In addition, copolymers of PEG and polycaprolactone (PCL) are also common LCST-type hydrogels. Ni et al., studied an injectable PEG-PCL-PEG hydrogel as a thermal inducing material for bone tissue engineering with reversibility recovery when PEG-PCL-PEG aqueous solution was changed from sol to gel [59]. This hydrogel had the advantages of being minimally invasive and precision matching in the treatment of bone tissue defects. Fu et al., combined collagen and HAP into a PEG-PCL-PEG copolymer to produce a hydrogel, and its biocompatibility and enhanced biomimetic microstructure endowed it with excellent performance in the treatment of bone defects [60]. Cai et al., prepared a dual network hydrogel (SHIELD) (Figure 2A), which can be used to directly inject transplanted stem cells, such as human adipose stem cells (hASCs) and human bone marrow mesenchymal stem cells (BM-MSCs) [61]. Molecular identification between peptides could form a weak network, which provided mechanical protection during injection and reduced cell damage caused by shear stress during injection. When the temperature increased to SHIELD LCST (ca. 34 ℃), the enhanced hydrophobic interaction between PNIPAm polymer chains strengthened the network structure and improved the cell retention time, thus providing a microenvironment for cell proliferation and differentiation for bone repair (Figure 2B). Traditional temperature-sensitive materials include polyacrylic acid, gelatin, etc. However, their applications in bone repair are scarce because of their high solid-state temperature, which can easily cause damage to the body and is not conducive to material implantation and bone formation.

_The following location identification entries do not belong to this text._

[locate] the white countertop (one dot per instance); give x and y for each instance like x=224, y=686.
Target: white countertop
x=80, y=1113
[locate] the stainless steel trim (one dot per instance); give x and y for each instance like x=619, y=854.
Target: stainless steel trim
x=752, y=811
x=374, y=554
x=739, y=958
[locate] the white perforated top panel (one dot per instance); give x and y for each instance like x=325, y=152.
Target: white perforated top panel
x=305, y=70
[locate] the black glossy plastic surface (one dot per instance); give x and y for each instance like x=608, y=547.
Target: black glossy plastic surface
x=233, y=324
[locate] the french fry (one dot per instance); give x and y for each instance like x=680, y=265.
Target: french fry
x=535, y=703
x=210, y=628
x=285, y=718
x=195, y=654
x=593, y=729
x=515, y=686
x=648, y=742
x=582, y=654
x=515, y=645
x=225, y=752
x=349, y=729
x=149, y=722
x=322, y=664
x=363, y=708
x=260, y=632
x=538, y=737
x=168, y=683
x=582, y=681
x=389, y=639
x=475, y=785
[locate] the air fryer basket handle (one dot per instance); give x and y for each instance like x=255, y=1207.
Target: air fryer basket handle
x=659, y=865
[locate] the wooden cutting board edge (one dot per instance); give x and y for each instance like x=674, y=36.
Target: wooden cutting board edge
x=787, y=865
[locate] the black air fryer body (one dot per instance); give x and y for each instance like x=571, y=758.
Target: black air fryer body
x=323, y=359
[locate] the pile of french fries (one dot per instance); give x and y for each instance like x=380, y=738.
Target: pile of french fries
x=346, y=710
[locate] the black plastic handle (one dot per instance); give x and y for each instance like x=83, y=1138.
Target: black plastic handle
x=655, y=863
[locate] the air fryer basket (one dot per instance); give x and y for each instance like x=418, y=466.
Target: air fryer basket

2.3. pH-Responsive Hydrogels
pH is the most intensively studied environmental stimulus in chemical stimulus-responsive hydrogels. The polymer hydrogels have many acidic or alkaline groups, which can quickly receive or release protons (protonation and deprotonation) in the environment, thus enabling an intelligent response to pH solutions. A hydrogel crosslinked by cellulose precursor macromolecules under the catalysis of phenylalanine had a pH response, and the gel time and mechanical strength could be adjusted by the content of precursor macromolecules and phenylalanine [62].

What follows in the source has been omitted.